A quick question that has been bugging me lately. Does Haskell perform all the equivalence test in a function that returns a boolean, even if one returns a false value?
For example
f a b = ((a+b) == 2) && ((a*b) == 2)
If the first test returns false, will it perform the second test after the &&? Or is Haskell lazy enough to not do it and move on?
On
Like Martin said, languages with lazy evaluation never evaluate anything that's value is not immediately needed. In a lazy language like Haskell, you get short circuiting for free. In most languages, the || and && and similar operators must be built specially into the language in order for them to short circuit evaluation. However, in Haskell, lazy evaluation makes this unnecessary. You could define a function that short circuits yourself even:
scircuit fb sb = if fb then fb else sb
This function will behave just like the logical 'or' operator. Here is how || is defined in Haskell:
True || _ = True
False || x = x
So, to give you the specific answer to your question, no. If the left hand side of the || is true, the right hand side is never evaluated. You can put two and two together for the other operators that 'short circuit'.
On
A simple test to "prove" that Haskell DO have short circuit, as Caleb said.

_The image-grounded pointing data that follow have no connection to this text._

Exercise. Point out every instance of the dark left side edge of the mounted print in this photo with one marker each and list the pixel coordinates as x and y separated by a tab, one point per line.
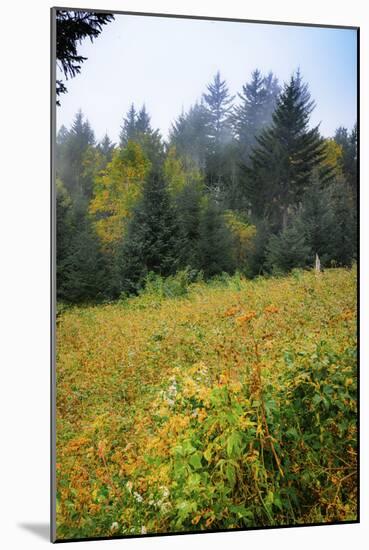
52	276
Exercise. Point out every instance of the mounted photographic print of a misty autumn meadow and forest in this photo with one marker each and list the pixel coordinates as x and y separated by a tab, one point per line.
204	270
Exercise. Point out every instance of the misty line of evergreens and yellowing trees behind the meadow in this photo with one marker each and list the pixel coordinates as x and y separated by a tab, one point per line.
241	184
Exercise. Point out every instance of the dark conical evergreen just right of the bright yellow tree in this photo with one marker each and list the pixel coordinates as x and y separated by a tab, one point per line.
152	242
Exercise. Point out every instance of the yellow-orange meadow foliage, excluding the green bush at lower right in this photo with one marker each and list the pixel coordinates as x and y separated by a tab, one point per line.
123	399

If you try to run summation on an infinite list, you will get stack overflow:
Prelude> foldr (+) 0 $ repeat 0
*** Exception: stack overflow
But if you run e.g. (||) (logical OR) on in infinite list, you will get a result, soon, because of short circuiting:
Prelude> foldr (||) False $ repeat True
True
Should be short circuited just like other languages. It's defined like this in the Prelude:
So if the first parameter is False the 2nd never needs to be evaluated.